The “Holiday Blues” are a real thing that tend to be more prevalent between Thanksgiving and New Year’s Day. During this time, people report feeling lonely, stressed, depressed and anxious; and mental health emergencies tend to rise during this time.
The American Psychological Association found that 38% of people surveyed said their stress levels increased during the holiday season. Some attributed this stress to lack of time, money, and the pressures of gift-giving and family gatherings. A large number of people surveyed — 56% — said they experienced more stress at work.
South Texas Health System Behavioral, which has served the community for more than 30 years, is here to help. The facility is open 24 hours a day, seven days a week, and can help assist you or a loved one who is experiencing mental health problems.
The hospital offers inpatient services to treat depression, anxiety, and many other mental and behavioral health disorders, including programs for kids and adolescents. There are also options for outpatient services. At STHS Behavioral, the team of experts recognize the need for mental healthcare in the community, not just during the holidays.

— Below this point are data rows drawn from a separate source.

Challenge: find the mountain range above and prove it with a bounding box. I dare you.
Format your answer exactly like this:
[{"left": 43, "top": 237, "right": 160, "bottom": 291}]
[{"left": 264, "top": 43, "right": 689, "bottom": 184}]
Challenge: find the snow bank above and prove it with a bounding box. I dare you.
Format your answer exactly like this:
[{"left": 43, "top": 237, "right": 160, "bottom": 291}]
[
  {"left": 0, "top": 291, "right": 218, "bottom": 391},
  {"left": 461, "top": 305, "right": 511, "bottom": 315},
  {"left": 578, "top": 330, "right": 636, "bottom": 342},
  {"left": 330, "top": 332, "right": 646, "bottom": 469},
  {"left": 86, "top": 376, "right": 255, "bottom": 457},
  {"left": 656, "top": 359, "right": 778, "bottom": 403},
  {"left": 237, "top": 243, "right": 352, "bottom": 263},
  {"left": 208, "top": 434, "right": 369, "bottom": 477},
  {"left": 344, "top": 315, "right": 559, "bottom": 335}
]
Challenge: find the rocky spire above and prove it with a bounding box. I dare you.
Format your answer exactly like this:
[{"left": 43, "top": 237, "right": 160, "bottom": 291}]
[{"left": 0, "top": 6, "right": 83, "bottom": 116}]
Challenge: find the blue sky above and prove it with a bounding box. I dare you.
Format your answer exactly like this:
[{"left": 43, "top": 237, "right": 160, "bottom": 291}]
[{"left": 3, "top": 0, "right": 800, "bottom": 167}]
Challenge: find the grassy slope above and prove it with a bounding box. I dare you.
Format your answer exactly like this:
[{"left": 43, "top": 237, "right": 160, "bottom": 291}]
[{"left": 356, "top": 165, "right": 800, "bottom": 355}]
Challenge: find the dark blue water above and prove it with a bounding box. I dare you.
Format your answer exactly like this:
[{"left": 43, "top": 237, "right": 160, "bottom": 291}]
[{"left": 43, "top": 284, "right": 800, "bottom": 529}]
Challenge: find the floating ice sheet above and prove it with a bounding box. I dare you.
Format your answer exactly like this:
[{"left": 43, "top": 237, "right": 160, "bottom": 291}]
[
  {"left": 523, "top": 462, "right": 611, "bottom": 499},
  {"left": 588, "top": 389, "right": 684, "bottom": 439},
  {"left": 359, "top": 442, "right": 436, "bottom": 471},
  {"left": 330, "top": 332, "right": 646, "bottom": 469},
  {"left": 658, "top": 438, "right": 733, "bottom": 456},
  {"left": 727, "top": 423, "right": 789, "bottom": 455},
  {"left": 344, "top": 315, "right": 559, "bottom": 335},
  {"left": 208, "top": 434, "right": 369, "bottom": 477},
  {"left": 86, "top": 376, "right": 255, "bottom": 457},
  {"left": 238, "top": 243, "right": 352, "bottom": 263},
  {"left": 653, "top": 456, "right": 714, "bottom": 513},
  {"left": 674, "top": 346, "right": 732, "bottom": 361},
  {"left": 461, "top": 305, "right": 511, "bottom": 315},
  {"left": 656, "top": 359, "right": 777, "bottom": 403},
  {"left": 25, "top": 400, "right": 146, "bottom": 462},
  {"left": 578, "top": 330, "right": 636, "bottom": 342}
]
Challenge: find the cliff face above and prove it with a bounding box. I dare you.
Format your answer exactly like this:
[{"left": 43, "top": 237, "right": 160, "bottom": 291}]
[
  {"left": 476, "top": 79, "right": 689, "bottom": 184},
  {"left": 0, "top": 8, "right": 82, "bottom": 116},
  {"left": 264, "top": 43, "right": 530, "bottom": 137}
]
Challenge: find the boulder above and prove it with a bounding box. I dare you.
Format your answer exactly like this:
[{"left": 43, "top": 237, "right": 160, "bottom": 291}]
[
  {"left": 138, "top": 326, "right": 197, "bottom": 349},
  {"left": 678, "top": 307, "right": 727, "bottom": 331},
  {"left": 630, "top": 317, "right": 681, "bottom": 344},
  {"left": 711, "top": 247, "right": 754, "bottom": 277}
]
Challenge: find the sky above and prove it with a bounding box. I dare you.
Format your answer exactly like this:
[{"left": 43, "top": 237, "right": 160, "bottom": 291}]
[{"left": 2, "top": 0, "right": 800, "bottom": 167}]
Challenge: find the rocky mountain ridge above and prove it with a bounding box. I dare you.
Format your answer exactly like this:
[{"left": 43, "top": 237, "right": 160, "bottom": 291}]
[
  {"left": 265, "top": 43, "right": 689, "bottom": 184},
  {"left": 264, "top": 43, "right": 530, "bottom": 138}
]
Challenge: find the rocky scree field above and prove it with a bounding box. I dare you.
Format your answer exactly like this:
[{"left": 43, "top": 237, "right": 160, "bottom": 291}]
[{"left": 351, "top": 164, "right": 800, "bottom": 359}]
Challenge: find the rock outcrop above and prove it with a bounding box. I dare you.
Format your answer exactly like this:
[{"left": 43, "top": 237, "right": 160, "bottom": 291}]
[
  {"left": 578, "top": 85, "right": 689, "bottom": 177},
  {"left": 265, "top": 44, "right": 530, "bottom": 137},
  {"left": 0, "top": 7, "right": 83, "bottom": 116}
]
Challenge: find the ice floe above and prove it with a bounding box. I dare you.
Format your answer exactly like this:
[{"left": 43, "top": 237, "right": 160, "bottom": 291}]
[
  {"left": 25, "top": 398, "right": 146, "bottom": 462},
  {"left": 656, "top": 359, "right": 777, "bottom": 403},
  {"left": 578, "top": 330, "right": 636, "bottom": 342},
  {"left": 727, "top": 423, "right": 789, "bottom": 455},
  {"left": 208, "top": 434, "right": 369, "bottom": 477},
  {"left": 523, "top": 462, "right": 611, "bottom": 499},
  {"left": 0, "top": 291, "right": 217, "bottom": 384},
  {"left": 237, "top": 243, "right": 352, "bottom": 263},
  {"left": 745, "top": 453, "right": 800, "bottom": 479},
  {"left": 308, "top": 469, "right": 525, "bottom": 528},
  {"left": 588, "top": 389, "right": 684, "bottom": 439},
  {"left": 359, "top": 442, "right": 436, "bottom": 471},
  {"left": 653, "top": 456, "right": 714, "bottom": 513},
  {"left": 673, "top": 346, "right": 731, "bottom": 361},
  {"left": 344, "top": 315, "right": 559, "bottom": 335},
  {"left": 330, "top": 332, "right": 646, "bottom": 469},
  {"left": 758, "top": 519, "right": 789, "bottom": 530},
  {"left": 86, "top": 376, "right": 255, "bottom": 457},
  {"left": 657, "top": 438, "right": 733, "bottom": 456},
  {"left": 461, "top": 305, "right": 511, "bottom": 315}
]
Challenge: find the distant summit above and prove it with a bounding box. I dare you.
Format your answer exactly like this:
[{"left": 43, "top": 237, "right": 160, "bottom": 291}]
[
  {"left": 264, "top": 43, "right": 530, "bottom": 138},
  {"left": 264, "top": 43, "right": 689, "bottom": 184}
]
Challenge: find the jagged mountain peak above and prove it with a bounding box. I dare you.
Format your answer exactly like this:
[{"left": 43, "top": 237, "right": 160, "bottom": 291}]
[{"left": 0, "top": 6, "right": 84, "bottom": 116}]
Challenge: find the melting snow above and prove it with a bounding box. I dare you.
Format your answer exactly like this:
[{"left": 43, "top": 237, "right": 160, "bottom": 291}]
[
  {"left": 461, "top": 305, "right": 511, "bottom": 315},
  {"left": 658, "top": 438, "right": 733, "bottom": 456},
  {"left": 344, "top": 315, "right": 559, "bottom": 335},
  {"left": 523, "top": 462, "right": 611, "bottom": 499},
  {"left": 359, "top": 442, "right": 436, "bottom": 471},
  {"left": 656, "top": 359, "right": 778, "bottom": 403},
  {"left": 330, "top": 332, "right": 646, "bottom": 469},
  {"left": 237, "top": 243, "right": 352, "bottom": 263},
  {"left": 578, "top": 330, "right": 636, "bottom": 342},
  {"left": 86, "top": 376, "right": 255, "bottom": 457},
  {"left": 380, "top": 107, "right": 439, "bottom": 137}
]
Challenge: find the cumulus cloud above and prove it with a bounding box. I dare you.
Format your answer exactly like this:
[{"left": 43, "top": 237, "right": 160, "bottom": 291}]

The facility works hard to break the stigma surrounding mental health by educating and informing the community and opening discussions over mental health topics.
“One thing that’s important to remember is that our region is underserved when it comes to psychiatric and mental health services,” said Kevin Trussell, STHS Behavioral house supervisor. “Our role is very important because we are one of the few options for mental and behavioral health treatment for those individuals, and we have an excellent team that listens and responds.”
The team at STHS Behavioral will create individualized treatment plans and encourage anyone who believes they have a need to visit for an evaluation. Trussell added that people do not have to wait, and just like any other emergency, someone who is experiencing a crisis at 2 a.m. can go to STHS Behavioral to be assessed.
“We’re assessing to find if they are an immediate danger to themselves, to others, or disabled beyond taking care of themselves, and if so, they need inpatient treatment,” Trussell said. “We encourage anyone who feels like they might reach the point where they’re going through something drastic to come in for an assessment.”
Other resources STHS Behavioral provides include programs, such as “Let’s Talk Mental Health.” This is a series of free virtual seminars open to the entire community. The webinars are held every first Thursday of the month and feature subject-matter experts talking about important mental health topics like depression, anxiety, post-traumatic stress disorder, and the negative effects of social media. All sessions are held via Zoom.
“As a leader in the community when it comes to mental health, it’s our mission at STHS Behavioral to lead the charge in breaking the negative stigma surrounding mental health that has prevented people in crisis from getting the help they need,” said Tom Castañeda, STHS system director of marketing and public relations.“ By hosting these monthly mental health seminars, we are not only offering important education on mental health conditions that impact our communities, but we’re also opening the doors to communication and letting people know it’s OK to talk about our own mental health struggles and seek help when necessary.”
STHS Behavioral also holds community events in May for Mental Health Awareness Month and in September for Suicide Prevention Awareness Month. These events help break the stigma surrounding mental health by allowing the community to discuss issues openly.
“Don’t hesitate to come in and talk to one of our professionals,” Trussell encouraged. “We are here to be a resource for the community by providing help and guidance.”